Così tranquillizzata tirò fuori il foglietto che le avevano dato quando era stata congedata.
Conteneva l’indirizzo di diversi negozi nei quali era stata invitata d andare. Il primo era un salone d’acconciatura di quelli di lusso, dove lei non aveva mai osato sperare di poter entrare.

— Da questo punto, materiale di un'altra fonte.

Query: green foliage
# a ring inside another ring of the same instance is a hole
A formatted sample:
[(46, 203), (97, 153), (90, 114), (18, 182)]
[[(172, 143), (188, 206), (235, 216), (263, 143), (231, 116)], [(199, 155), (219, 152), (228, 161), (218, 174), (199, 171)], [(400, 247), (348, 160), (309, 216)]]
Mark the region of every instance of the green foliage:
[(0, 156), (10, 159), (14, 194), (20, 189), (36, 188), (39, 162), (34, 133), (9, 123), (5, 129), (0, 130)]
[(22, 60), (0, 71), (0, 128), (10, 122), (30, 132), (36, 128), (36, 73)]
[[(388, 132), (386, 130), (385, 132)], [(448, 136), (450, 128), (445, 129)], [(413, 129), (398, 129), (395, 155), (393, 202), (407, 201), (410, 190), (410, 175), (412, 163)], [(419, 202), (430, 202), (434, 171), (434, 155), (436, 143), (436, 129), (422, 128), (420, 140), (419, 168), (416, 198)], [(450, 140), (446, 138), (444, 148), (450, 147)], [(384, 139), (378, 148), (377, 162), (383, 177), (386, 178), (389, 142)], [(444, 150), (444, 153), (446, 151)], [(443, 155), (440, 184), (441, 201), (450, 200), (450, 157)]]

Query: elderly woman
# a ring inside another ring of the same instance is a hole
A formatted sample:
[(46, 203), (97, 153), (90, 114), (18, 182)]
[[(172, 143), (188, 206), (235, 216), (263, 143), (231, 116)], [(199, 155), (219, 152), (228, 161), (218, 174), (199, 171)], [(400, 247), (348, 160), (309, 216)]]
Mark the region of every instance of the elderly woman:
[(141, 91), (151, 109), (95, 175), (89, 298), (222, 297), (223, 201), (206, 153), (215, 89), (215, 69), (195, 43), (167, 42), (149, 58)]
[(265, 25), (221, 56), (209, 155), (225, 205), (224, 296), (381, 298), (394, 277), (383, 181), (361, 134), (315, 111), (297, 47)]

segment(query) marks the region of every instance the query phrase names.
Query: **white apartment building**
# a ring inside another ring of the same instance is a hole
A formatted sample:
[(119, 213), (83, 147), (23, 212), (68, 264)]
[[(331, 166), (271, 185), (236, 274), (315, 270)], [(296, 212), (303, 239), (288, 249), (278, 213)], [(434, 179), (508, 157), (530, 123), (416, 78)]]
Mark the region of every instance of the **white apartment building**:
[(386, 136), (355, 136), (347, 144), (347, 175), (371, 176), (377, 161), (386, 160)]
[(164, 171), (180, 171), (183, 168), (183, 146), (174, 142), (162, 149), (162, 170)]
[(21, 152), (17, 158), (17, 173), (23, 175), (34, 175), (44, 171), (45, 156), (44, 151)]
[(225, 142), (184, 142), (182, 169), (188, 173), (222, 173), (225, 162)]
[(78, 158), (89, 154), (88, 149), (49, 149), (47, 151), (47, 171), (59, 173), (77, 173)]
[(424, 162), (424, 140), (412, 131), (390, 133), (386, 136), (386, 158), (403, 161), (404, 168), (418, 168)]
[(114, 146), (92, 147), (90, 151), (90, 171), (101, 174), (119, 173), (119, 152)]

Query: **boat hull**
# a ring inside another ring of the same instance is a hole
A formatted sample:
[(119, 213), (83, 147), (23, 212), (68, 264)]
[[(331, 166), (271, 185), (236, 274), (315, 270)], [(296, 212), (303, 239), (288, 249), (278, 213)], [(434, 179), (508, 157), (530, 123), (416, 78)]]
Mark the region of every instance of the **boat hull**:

Non appena oltrepassò la soglia una signora premurosa le si avvicinò: quando nominò il duo mancò poco che quella si inchinasse fino a terra. La portò da un tizio con un grembiale dall’aria molto distinta. Questi la squadrò per dritto e per traverso scuotendo il capo. Poi disse: «Signora, lei ha bisogno di una risistemata quanto ad acconciatura. Mi permetta di farle qualche proposta e si ingolfò in una trattativa serrata che sfociò, quando tutto fu finito in una mise che la rendeva molto raffinata e professionale. Quando si guardò allo specchio non credeva ai suoi occhi: ma quella era la stessa Erminia Vistarini che era entrata lì dentro? Se ne uscì senza pagare sentendosi leggermente in colpa, ma il maitre della casa le aveva spiegato che ci avrebbe pensato lo studio e che lei non doveva assolutamente preoccuparsi, anzi, che contava di vederla lì ogni settimana, secondo le indicazioni ricevute.
Ancora frastornata la donna decise di provare un’altra tappa e andò in un negozio di lusso del centro dove le fecero provare una montagna di abiti. Ne scelse sette, uno per ogni giorno della settimana e anche lì se ne andò via senza scucire un solo centesimo, con i commessi che le facevano i salamelecchi come se fosse una regina.
La settimana trascorse tra un’euforia e l’altra: saloni di bellezza, palestre di lusso e perfino qualche spettacolo che le era stato offerto così, tanto per gradire.
Venerdì arrivò una telefonata: «Allora signora Erminia, come va?»
La donna riconobbe la voce di Fantini: «Sono sinceramente un po’ frastornata. Ma siete sicuri che tutte quelle cose fossero proprio per me?» chiese come per avere una conferma.
Dall’altra parte fantini rise di gusto: «Certo, certo. Volevo comunicarle l’indirizzo del suo nuovo ufficio e anche le indicazioni per la settimana. Naturalmente lei è libera di andare lì a lavorare quando vuole. Dunque avremmo bisogno di lei Martedì mattina, Giovedì mattina e pomeriggio e venerdì mattina»
«Ci sarò in quelle mezze giornate, Ma in realtà sarò lì tutti i giorni dalle nove alle diciassette» rispose Erminia.
«Meraviglioso. Martedì mattina verremo anche noi. Quando lei arriverà l’ufficio sarà già aperto per lei dall’usciere. Troverà le istruzioni per il lavoro sulla sua scrivania. Arrivederci a Martedì»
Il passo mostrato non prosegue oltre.